For many people, logging onto Facebook and scrolling through their News Feeds is a daily activity. In fact, the company announced in June that it had hit a two billion monthly active users, marking impressive year-over-year growth.
However, not everyone is so bullish on the social network’s increasing prominence in people’s everyday lives.
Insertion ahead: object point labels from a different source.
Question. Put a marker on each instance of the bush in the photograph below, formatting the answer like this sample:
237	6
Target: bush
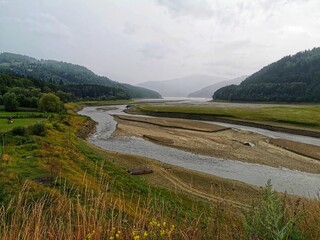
19	131
50	103
38	129
271	219
10	102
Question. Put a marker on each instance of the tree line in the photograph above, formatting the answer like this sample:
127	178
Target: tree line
291	79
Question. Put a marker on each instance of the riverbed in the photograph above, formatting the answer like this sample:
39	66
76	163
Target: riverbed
293	182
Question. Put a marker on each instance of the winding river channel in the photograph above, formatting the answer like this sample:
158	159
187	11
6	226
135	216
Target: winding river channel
291	181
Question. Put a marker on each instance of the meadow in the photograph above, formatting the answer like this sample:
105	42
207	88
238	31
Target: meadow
58	186
301	116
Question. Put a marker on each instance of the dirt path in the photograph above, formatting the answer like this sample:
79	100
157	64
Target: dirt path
186	188
189	182
226	143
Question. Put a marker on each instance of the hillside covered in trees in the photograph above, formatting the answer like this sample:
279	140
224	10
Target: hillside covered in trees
20	91
291	79
61	73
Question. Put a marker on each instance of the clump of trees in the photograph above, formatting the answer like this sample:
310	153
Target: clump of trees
50	103
291	79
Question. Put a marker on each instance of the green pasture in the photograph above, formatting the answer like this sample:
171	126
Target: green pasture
299	115
5	126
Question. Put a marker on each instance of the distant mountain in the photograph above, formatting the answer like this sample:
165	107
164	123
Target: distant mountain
208	91
62	73
291	79
181	87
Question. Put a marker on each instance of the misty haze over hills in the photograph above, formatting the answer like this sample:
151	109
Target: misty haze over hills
181	87
208	91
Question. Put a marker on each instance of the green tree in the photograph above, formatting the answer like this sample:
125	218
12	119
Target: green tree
10	102
50	103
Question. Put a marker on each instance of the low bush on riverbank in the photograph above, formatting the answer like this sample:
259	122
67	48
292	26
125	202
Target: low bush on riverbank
307	116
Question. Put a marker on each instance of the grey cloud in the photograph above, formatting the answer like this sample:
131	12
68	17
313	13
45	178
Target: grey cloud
194	8
155	51
129	28
46	24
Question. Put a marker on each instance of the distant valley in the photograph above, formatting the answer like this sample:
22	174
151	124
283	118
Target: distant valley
208	91
182	87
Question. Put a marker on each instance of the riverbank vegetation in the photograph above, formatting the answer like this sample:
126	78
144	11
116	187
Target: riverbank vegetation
296	116
56	185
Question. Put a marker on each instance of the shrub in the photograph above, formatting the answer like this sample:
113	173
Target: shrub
271	219
10	102
19	131
38	129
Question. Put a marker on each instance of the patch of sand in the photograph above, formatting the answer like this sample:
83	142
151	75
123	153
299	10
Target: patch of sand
223	143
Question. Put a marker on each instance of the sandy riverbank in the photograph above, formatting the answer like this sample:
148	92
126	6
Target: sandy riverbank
221	142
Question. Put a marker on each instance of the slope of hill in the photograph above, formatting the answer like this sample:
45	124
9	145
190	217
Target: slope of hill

In fact, Chamath Palihapitiya, who joined Facebook in 2007 and operated as vice president for user growth, said he feels “tremendous guilt” over his role in helping the platform become such a dominant force.
“I think we have created tools that are ripping apart the social fabric of how society works,” he said at an event at Stanford Graduate School of Business.
Palihapitiya mentioned that the drive for online interactions such as ‘liking,’ ‘commenting’ and ‘sharing’ posts online has been damaging to modern day life. “The short-term, dopamine-driven feedback loops we’ve created are destroying how society works,” he said, “No civil discourse, no cooperation; misinformation, mistruth.”
To illustrate this, Palihapitya cited an incident in India in which fake messages about kidnappings were shared on WhatsApp and eventually led to the hanging of seven innocent people.
“That’s what we’re dealing with,” said Palihapitiya. “And imagine taking that to the extreme, where bad actors can now manipulate large swathes of people to do anything you want. It’s just a really, really bad state of affairs. And it’s not an American problem — this is not about Russians ads. This is a global problem.”